Climate change Hedgerows act as a natural carbon sequestration system, trapping atmospheric carbon dioxide for their lifespans (often several decades). Thus, you can positively combat climate change by adding hedges to your garden.

Help reduce pollution Hedgerows can act as natural air purifiers, releasing oxygen and trapping particulates and other contaminants, especially in urban areas where atmospheric pollutants are in elevated concentrations.

Useful for foragers If you are an enthusiast for cooking, native hedgerows can offer an array of interesting wild ingredients.
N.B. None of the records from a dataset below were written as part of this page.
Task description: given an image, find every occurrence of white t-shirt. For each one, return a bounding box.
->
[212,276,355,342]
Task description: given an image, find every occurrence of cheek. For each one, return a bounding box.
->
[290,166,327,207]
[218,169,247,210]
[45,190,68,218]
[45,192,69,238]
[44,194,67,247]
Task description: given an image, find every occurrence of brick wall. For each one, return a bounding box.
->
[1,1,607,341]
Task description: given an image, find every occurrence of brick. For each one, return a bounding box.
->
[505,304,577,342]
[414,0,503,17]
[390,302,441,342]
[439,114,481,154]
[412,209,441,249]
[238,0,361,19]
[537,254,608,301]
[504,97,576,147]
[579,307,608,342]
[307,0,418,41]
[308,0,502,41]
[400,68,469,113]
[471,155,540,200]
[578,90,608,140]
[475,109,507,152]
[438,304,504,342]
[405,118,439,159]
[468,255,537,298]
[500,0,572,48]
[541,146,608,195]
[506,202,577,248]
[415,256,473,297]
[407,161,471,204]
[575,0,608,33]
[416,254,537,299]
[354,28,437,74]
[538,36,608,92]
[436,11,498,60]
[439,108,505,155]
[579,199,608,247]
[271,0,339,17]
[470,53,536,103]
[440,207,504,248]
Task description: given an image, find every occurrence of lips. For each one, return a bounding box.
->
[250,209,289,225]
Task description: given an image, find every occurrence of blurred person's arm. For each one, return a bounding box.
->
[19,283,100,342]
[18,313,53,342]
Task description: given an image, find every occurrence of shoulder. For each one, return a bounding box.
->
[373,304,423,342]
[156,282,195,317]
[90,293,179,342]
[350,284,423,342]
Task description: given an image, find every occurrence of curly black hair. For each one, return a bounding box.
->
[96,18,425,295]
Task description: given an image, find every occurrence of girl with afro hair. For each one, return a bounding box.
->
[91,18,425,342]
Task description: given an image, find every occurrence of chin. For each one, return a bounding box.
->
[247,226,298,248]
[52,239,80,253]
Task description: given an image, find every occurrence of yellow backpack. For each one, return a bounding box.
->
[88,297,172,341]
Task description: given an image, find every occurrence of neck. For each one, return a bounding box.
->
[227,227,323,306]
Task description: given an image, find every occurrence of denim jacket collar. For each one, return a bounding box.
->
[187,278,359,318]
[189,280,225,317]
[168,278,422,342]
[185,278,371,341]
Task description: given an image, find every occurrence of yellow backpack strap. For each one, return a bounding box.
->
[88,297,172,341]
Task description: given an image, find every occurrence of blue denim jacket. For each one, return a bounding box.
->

Take advantage of these fruits to make classic sloe gin, flavoured vodkas, jams, jellies and preserves that reflect the hedgerow flavour.


Our Top Native Hedging

1. Beech - Beech is an ideal hedging choice for UK gardens, with beautiful wavy margined leaves that start out in a pale green shade and then turn to glossy dark green. In autumn, the colour changes from yellow to orange-brown, adding a touch of vibrancy. Not only does it look fantastic, but it also provides a year-round habitat for wildlife.

2. Blackthorn - Prunus spinosa, more commonly known as blackthorn or sloe, is an attractive spiny shrub or tree native to the UK. In early springtime, you'll be delighted by its bowl-shaped white flowers, followed by its characteristic deep green leaves. Sloes can be harvested in late September or October, providing a distinct and edible treat.

3. Hawthorn - Hawthorn 'Crataegus monogyna' is a widely dispersed deciduous tree. It flowers during May and can grow as tall as 3m as a hedge. The hawthorn can also be easily cultivated as a small single-stem tree. The flowers of Hawthorn make it an attractive addition to any rural countryside hedge.

4. Dogwood - Dogwood 'Cornus sanguinea' is a beautiful deciduous shrub that can be seen dotting the hedges and woodlands of the UK. It has white flowers in the summer, followed by black berries. Its striking red-orange winter stems are truly its defining characteristic. Plant Dogwood to bring an attractive and varied colour all year round.

5. Holly - Ilex aquifolium, also known as English Holly, is an evergreen, slow-growing tree with a remarkable lifespan of up to 300 years. This hardy plant is often found in woodlands and is a popular choice for mixed native hedging. Its dark green and glossy leaves remain throughout the year, and its young plants possess spiky leaves. This attractive species will bring interest and natural beauty to any garden with its seasonal colour changes.

4. Hornbeam - The Common Hornbeam is a deciduous tree part of the Betulaceae family that can grow to heights of 4 metres as a hedge. It prefers a well-lit shade and has a shallow, widespread root system, making it easy to shape with pruning. Its foliage is dense, and its leaves range from yellow to russet brown in autumn.

4. Box - The Box (Buxus sempervirens) is a popular evergreen shrub natively found in the south of the UK, with the best wild population being Box Hill in Surrey. It is mainly used for hedging and topiary due to its dense foliage, making it easy to shape and ornate while providing year-round colour in the garden.

Yew - This highly popular award-winning ornamental tree, the English Yew 'Taxus Baccata', is a beautiful, dense, evergreen conifer that is easy to trim, shape and maintain. Growing between 3-8 metres, it can be used as a single specimen plant or in groups to create hedges up to 2 metres high.